Bank owned homes are still flooding our nation’s real estate market. For buyers who can handle risk, some are incredible deals. But if you’re gearing up to buy your first home, take a hard look at whether buying a foreclosed property is a good idea.
Although buying a bank owned property requires you to jump through a few extra hoops, if the price is right, the money you save will be well worth your time.
Here’s what to expect should you choose to purchase a bank owned property.
Bank owned homes are sold “as-is”
Banks are in the business of lending money, not maintaining homes. That means when a bank owns a home, it will not make any repairs to the property, regardless of any damage.
As a buyer, you still want to be sure to get an inspection, but you cannot expect to receive any money from the bank to make repairs or any repairs to be made for you. In some cases, you can use the inspection report as a way to negotiate a lower sales price, but only if there aren’t multiple offers willing to pay more for the property.
Make sure that you get the home inspection from a licensed inspector before closing on the property. One way to do this is to make the offer to purchase contingent on the home inspection. The home inspector will reveal to you items in need of repair, such as a leaky roof as well as items that are not up to safety code, like a water heater that’s not strapped up. Then, you can decide whether or not you are willing to purchase the property based on the new knowledge that the inspection report showed you.
Not every bank owned property needs repairs, but many do.
Bank owned homes can take a long time to close
Just as in a traditional sale, after you make an offer on a bank owned home, the bank may reject your offer if the price or terms do not meet the asset manager’s satisfaction. They may also counter your offer to purchase.
If you and the bank agree on a price, then you wait.
Though not always the case, it often takes longer to close the sale when buying a bank owned property than when buying a home in traditional sale.
When you buy a home from a family, the sellers are typically motivated to close in 30 to 45 days (they want to move, too, or they’ve already moved and don’t want to pay two mortgages!)

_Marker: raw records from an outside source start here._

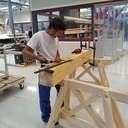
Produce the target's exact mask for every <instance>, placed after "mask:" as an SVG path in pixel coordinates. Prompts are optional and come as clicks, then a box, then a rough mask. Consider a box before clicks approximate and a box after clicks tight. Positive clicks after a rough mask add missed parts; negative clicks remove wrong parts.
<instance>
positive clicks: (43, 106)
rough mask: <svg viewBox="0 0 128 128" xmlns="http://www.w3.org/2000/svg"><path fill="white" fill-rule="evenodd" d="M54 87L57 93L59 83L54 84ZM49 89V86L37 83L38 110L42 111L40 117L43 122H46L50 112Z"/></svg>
mask: <svg viewBox="0 0 128 128" xmlns="http://www.w3.org/2000/svg"><path fill="white" fill-rule="evenodd" d="M55 88H56V90H57V94H58V92H59V90H60V85H56V86H55ZM50 90H51V87H48V86H44V85H41V84H39V101H40V110H41V112H42V115H41V118H42V119H43V121H45V122H48V120H49V117H50V113H51V105H50Z"/></svg>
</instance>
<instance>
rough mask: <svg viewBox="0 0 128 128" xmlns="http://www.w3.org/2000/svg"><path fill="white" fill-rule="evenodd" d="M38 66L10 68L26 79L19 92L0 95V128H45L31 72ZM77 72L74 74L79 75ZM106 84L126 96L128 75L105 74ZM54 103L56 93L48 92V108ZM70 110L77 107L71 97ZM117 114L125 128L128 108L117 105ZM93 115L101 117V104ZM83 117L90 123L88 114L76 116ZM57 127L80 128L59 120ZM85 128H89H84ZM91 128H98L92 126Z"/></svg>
mask: <svg viewBox="0 0 128 128" xmlns="http://www.w3.org/2000/svg"><path fill="white" fill-rule="evenodd" d="M8 60H9V61H12V62H14V60H12V56H8ZM115 64H116V63H115ZM1 67H2V68H3V65H2V63H0V68H1ZM38 67H39V65H38V64H37V65H29V66H27V67H25V68H24V67H10V66H9V73H10V74H14V75H21V76H25V77H26V80H25V83H24V86H25V87H24V89H23V90H21V89H20V88H19V85H18V84H15V85H14V86H12V87H10V88H8V89H6V90H4V91H2V92H0V128H45V127H46V124H44V123H43V122H42V120H41V118H40V114H41V113H40V109H39V103H38V86H37V83H38V76H37V74H34V73H33V72H34V71H36V70H37V69H38ZM110 68H114V64H113V65H111V66H110V67H109V66H108V67H105V69H106V70H107V69H110ZM80 70H81V69H78V71H77V72H80ZM94 73H96V74H97V75H98V71H97V69H96V68H95V69H94ZM107 77H108V81H109V84H110V87H111V88H115V89H118V90H121V91H127V92H128V86H127V85H128V75H126V74H125V75H124V74H123V73H122V74H118V73H110V71H109V72H107ZM55 99H56V91H55V89H54V88H52V90H51V105H52V107H53V104H54V102H55ZM71 99H72V100H71V106H74V105H75V104H76V103H77V100H76V98H75V97H74V96H73V95H72V96H71ZM118 105H119V108H120V112H121V115H122V118H123V119H124V122H125V125H126V128H127V127H128V105H127V104H124V103H119V104H118ZM93 106H94V107H95V109H96V111H97V112H98V113H99V114H100V115H101V116H102V117H103V111H102V110H103V108H102V104H101V103H100V100H98V101H97V102H96V103H94V104H93ZM79 114H80V115H81V116H82V117H84V118H85V119H87V120H88V121H91V122H93V121H92V119H91V118H90V116H89V114H88V113H87V112H86V111H85V113H84V112H83V111H82V112H80V113H79ZM59 122H60V124H59V125H57V126H55V127H56V128H79V127H78V126H74V125H73V124H71V123H70V122H66V121H64V120H62V119H60V120H59ZM85 128H89V127H88V126H85ZM90 128H97V127H96V126H95V125H93V124H92V127H90Z"/></svg>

But asset managers at banks often have backlogs of work (especially today), so getting everything done may take longer. Although a delayed closing could hinder your moving plans, some bank owned homes move as quickly as traditional sales. Much depends on the local market and the size of the bank.

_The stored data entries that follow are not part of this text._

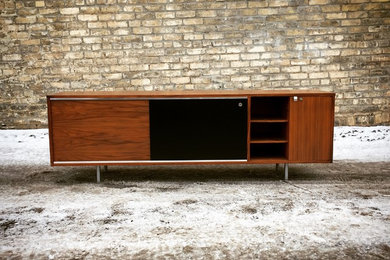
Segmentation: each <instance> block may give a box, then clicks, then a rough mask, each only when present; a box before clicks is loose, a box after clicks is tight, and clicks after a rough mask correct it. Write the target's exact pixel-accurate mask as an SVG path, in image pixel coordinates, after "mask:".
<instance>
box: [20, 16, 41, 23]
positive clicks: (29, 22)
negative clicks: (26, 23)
mask: <svg viewBox="0 0 390 260" xmlns="http://www.w3.org/2000/svg"><path fill="white" fill-rule="evenodd" d="M36 21H37V17H36V16H25V17H16V19H15V22H16V23H17V24H18V23H21V24H24V23H35V22H36Z"/></svg>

Just because it’s bank owned doesn’t mean it’s a deal
It’s not wise to assume that all bank-owned properties are listed below market value. When listing a property for sale, the bank’s goal is to recoup as much of their money back as possible. Some of their properties go on the market for more money than they’re worth, but they often drop the asking price after it’s been in the market for a while.
Get a comparative market analysis (CMA) from me before making the offer. If there are comparable properties in the same area with similar characteristics as the one you want to buy, selling for a significantly higher price, then you may have a good deal.

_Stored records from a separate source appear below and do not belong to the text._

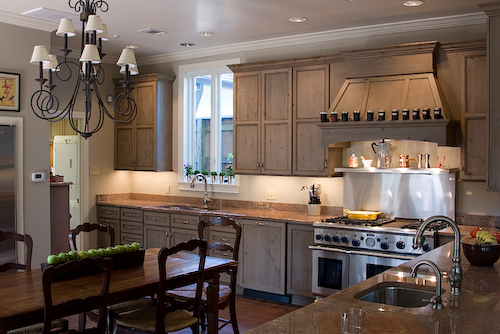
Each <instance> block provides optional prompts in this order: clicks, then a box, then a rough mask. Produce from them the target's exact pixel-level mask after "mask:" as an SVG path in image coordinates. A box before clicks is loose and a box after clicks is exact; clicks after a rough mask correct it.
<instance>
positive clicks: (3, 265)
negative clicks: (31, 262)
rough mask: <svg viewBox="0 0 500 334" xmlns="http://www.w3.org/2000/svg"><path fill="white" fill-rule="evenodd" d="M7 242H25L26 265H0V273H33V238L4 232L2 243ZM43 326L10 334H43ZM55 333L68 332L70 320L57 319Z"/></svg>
mask: <svg viewBox="0 0 500 334" xmlns="http://www.w3.org/2000/svg"><path fill="white" fill-rule="evenodd" d="M5 240H13V241H14V242H24V243H25V244H26V257H25V261H24V264H21V263H17V262H16V263H14V262H10V263H4V264H0V272H6V271H8V270H16V271H17V270H26V271H31V257H32V255H33V238H31V236H30V235H29V234H18V233H14V232H3V231H0V242H1V241H5ZM42 330H43V324H36V325H32V326H27V327H22V328H16V329H13V330H11V331H9V332H7V333H8V334H31V333H42ZM52 330H53V333H58V332H65V331H68V320H66V319H56V320H54V321H53V322H52Z"/></svg>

Next, be sure to take into account the cost of all the necessary repairs when buying a foreclosure. Some may be major, such as roof repair, while some are likely to be purely aesthetic like painting the walls or redoing the carpet.
If you’re experienced and can do the work yourself, think about the time it will take you and the cost of materials. If you’ve never done repairs on a home before, get a professional estimate, preferably a free one from a local contractor or a home improvement store.
Once you know what other homes in the area are selling for and you know about how much it will cost you to get the bank-owned property repaired, then you can determine the price you will offer.
Buying a foreclosed property can be a great deal—if you can handle some risk. Make sure you get your home inspected, and figure out how much other homes in the area are going. That way you don’t end up paying more than you should.